Jupyter Notebooks support a wide range of plugins and widgets, which allows for a more interactive experience compared to plain Python scripts.
-
To execute the code in a Jupyter Notebook, you always need to specify a kernel. At Purdue AF, Jupyter kernels are derived from Pixi or Conda environments — read more in Software stacks.
- We provide a curated "global" Pixi environment, which should work for most applications, unless your code relies on a very specific package version.
- Analysis code written in Python can be accelerated via parallelization. We recommend using Dask for parallelization and distributed computing. For scaling out to multiple computing nodes, use Dask Gateway.
ROOT¶
ROOT is a software package developed by CERN and widely used in high energy physics for histogramming, fitting, and statistical analysis.
- The ROOT console can be launched from a terminal by typing
root -l. Note that it is not possible to display canvases or openTBrowser, since the JupyterLab interface does not support X11 forwarding. -
Alternatively, you can turn a Jupyter Notebook into a ROOT console by selecting the ROOT C++ kernel. Similarly to Python notebooks, you can add text cells and execute cells in arbitrary order.

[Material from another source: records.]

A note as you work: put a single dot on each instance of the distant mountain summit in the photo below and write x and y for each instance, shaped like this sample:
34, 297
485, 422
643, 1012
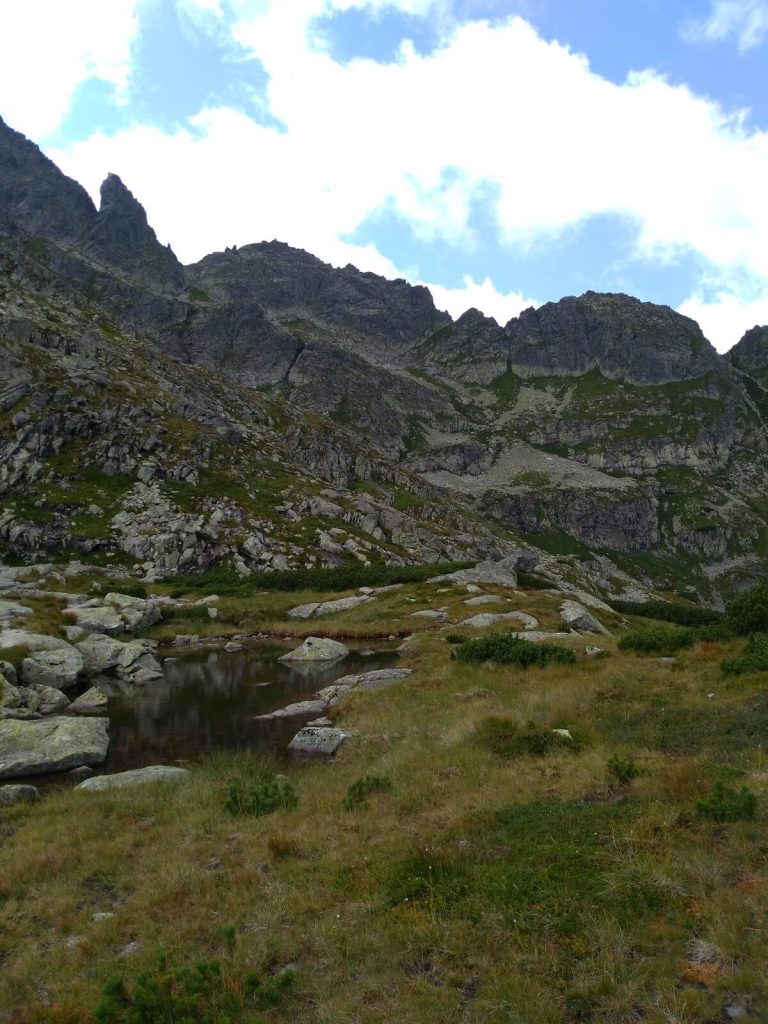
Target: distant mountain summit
246, 385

When working from a Jupyter Notebook, you can display ROOT plots using the
TCanvas::Drawmethod. See an example of a ROOT C++ notebook here. -
The pre-installed ROOT C++ kernel supports the CUDA backend for RooFit. To use it, pass the
RooFit::EvalBackend("cuda")argument tomodel.fitTo()— see Accelerating RooFit with GPUs. - In Python, ROOT functionality is accessible via the PyROOT package, available in the global environment.
HEP analysis frameworks¶
We aim to support a wide range of modern HEP analysis tools. Below are a few examples of frameworks which have been shown to perform well at Purdue AF:
-
Coffea is a popular Python package for efficient columnar particle physics analyses. Coffea implements all common tools used in modern HEP analyses, and has a large and active support community.
The latest version of Coffea is pre-installed in the global Pixi environment at
/work/pixi/global/. -
PocketCoffea is a slim declarative framework built on top of Coffea. It allows you to define an analysis with a few configuration files. A PocketCoffea analysis can be executed in a distributed way using the dask@purdue-af executor, which is based on Dask Gateway.
-
RDataFrame is another common HEP analysis framework based on ROOT. An RDataFrame analysis can be written in either C++ or Python. Purdue AF supports RDataFrame in any Pixi or Conda environment where ROOT is installed.
Scaling out¶
When your analysis outgrows the resources of a single session, several options are available — see Scaling out for a detailed comparison:
- Dask — parallelize any Python code over local cores, or scale out to hundreds of cores via Dask Gateway (available to all users).
- Slurm — batch submission to Purdue computing clusters (Purdue users only).
- CRAB — submission of CMSSW jobs to the Worldwide LHC Computing Grid.
GPUs¶
At Purdue AF, you can start a session with a GPU by selecting it at the resource selection step. We have a limited number of Nvidia A100 GPUs, available in two configurations:
| Configuration | Memory | Number of instances |
|---|---|---|
| Full A100 GPU | 40 GB | 4 |
| 5 GB "slice" of A100 | 5 GB | 14 |
See GPU access at Purdue AF for more details.